[PYTHON] Is the lottery profitable? ~ LOTO7 and the law of large numbers ~

Introduction

The question is, "Is the lottery profitable?"

** Not profitable. ** **

The lottery is a business in which the profits of the organizer are extremely large. The return rate of the winning amount is less than 50% [^ 1]. This is an overwhelmingly low value compared to around 75% for horse racing, bicycle racing, boat racing, and auto racing. Moreover, since winning is decided at random, it is impossible to predict like horse racing. Writer Akira Tachibana describes this as "taxes levied on fools."

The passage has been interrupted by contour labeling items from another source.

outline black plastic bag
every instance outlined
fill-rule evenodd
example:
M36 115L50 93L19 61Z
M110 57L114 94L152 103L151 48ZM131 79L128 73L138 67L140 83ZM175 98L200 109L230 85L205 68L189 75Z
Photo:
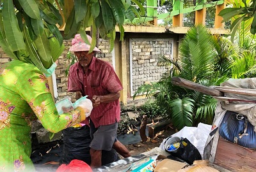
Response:
M90 127L84 125L81 127L68 127L62 131L63 134L63 156L60 164L69 164L74 159L81 160L88 164L91 164L90 143ZM119 160L115 149L110 151L102 150L102 165Z
M256 148L254 126L245 115L227 111L220 125L219 133L228 141L246 148Z
M198 150L187 138L180 138L179 147L175 151L168 152L172 155L186 161L190 165L193 164L194 161L202 159Z

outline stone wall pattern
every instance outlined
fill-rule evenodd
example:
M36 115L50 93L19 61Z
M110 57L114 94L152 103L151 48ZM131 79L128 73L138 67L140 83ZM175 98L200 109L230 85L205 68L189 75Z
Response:
M172 58L172 39L131 39L132 59L131 96L140 86L159 81L161 75L168 71L167 67L157 65L157 59L159 55Z

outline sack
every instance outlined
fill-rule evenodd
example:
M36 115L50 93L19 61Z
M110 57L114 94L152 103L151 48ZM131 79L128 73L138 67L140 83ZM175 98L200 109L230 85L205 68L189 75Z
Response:
M172 141L168 141L168 140ZM172 145L175 144L175 141L177 143L177 141L179 141L179 146L176 149L170 150ZM164 145L166 152L169 152L172 156L186 161L190 165L193 164L194 161L202 159L198 150L187 138L180 138L179 141L177 137L170 137L166 140Z
M246 148L256 148L254 126L245 115L227 111L220 125L219 133L228 141Z

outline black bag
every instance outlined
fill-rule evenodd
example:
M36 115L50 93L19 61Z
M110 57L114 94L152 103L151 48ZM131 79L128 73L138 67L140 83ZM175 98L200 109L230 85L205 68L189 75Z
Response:
M198 150L187 138L180 138L179 143L180 146L174 151L166 151L172 156L180 159L190 165L193 164L194 161L202 159Z
M227 111L219 130L220 135L228 141L240 146L256 148L256 133L247 117Z
M90 143L90 128L87 125L81 127L68 127L62 131L63 134L63 156L60 164L68 164L73 159L83 161L91 164ZM119 160L116 151L112 148L109 151L102 150L101 163L105 165Z

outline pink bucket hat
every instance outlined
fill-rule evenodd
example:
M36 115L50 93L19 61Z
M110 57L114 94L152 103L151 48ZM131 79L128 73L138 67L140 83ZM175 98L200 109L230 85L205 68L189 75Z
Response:
M92 37L87 35L87 38L90 43L92 43ZM75 38L72 40L72 46L69 48L70 52L88 52L90 50L90 45L84 43L81 37L80 34L77 34ZM94 47L93 52L100 52L96 47Z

However, if there is a chance of winning, it will be the case of buying in small lots with large random fluctuations in the winning amount. There is a "law of large numbers" in probability theory. The law is that when you extract a sample from a probability distribution and average it, the average converges to the true average of the probability distribution. Then, ** If the number of samples is small, the possibility of recovering due to random fluctuations may increase. ** I will check this.

environment

Experiment

There are various lottery tickets, but this time I chose LOTO7. The reason is that the first prize is extremely expensive and highly topical, and it is truly "lottery-like." I also didn't think about carryover this time because I wanted to consider a general example. We do not consider changes in the winning amount depending on the number of winning units. Below, we have created a class to calculate the winning amount of Loto 7.

import numpy as np

class Loto7:
    """
Class to calculate the winning amount of Loto 7
    """
    def __init__(self, main_nums, bonus_nums):
        self.main_nums = set(main_nums) #This number
        self.bonus_nums = set(bonus_nums) #Bonus numbers
        
    def prize_amount(self, nums=None):
        nums = self.rand() if nums is None else set(nums)
        diff_main = self.main_nums & nums
        len_main = len(diff_main) #Number of matches with this number
        diff_bonus = self.bonus_nums & nums
        len_bonus = len(diff_bonus) #Number of matches with bonus numbers

        if len_main == 7: # 1st prize
            return 600_000_000
        if len_main == 6: # 2nd and 3rd
            return 7_300_000 if len_bonus == 1 else 730_000
        if len_main == 5: # 4th
            return 9_100
        if len_main == 4: # 5th
            return 1_400
        if len_main == 3 and len_bonus > 0: # 6th
            return 1_000
        else:
            return 0
        
    def rand(self): #Choose a random number
        r = np.random.choice(np.arange(1,38), 7, replace=False)
        return set(r)

Using the class defined above, we will randomly select a number and calculate the winning amount. The calculation method is as follows.

  1. Assuming that you bought n lottery tickets with random numbers, give the total winning amount
  2. Divide it by n to get the amount per bottle
  3. Repeat the above for a fixed number to get the distribution of the winning amount per bottle
  4. For the above, try n with various values

In addition, the winning numbers, this number and the bonus number, have been fixed. As an actual procedure, these numbers are considered to be randomly determined, so considering the relationship with the numbers determined by the purchaser, I thought that it could be fixed.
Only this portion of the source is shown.